Does anyone know of a garage that is able to work on Alko Twin axle chassis in the North West / North Wales area please.
I have a loud clunking noise from the nearside. It only happens during slow turning manouvers. There is no noise in a straight line. The axle are greased regulary. It is a 2010 model.
I think/hope something just loose.
Thanks in advance.
Frank


----------



## shingi (Apr 18, 2008)

Having got Alko Twin axles myself, and done all my own work on them, I was just wondering if you've done any preliminary checks yourself first, for example jacking up each wheel seperately to check for any free play or metallic noises when spinning the wheels?

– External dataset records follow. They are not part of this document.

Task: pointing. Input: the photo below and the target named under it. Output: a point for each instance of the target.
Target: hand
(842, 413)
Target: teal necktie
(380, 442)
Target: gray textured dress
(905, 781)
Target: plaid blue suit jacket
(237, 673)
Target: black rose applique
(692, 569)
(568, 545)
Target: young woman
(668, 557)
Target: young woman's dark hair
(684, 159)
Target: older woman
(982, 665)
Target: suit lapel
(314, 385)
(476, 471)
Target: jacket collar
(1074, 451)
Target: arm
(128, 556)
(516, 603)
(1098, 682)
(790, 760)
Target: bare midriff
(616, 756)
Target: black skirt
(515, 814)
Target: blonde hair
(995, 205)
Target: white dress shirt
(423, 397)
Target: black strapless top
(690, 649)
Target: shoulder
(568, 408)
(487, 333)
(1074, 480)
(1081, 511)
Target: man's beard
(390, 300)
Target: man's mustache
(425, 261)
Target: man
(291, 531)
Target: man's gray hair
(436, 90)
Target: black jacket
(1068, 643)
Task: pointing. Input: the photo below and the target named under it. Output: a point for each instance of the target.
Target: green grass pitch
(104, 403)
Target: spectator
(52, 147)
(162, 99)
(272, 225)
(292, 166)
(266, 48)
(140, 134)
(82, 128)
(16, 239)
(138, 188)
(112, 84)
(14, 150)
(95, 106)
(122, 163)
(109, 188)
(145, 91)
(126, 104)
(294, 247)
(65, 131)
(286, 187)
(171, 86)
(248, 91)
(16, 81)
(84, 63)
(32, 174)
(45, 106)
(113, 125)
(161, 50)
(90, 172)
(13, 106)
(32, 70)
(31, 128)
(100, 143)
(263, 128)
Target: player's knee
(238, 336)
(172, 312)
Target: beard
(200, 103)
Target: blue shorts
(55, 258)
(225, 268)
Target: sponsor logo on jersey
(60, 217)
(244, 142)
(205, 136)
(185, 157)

Just a thought, as maybe it could be something simple rather than something expensive !!!!

Mick


----------



## shingi (Apr 18, 2008)

Frank,

Further to my last, for example it may be no more than a wheel bearing gone (or going) on one of the wheels, although I'd be the first to acknowledge that that would be more of a whirring noise rather than a clunking sound. Could also be one of the shock absorbers come adrift, broken or damaged.


----------



## Deefordoggy (Feb 12, 2017)

FranknJan said:


> Hello everyone.
> Does anyone know of a garage that is able to work on Alko Twin axle chassis in the North West / North Wales area please.
> I have a loud clunking noise from the nearside. It only happens during slow turning manouvers. There is no noise in a straight line. The axle are greased regulary. It is a 2010 model.
> I think/hope something just loose.
> ...


FWIW, the same issue was covered recently on Swift Talk. Turned out to be the hab body moving on the chassis. ST is free to join, even non Swift owners can join by simply making up a VIN no. in the registration details.


----------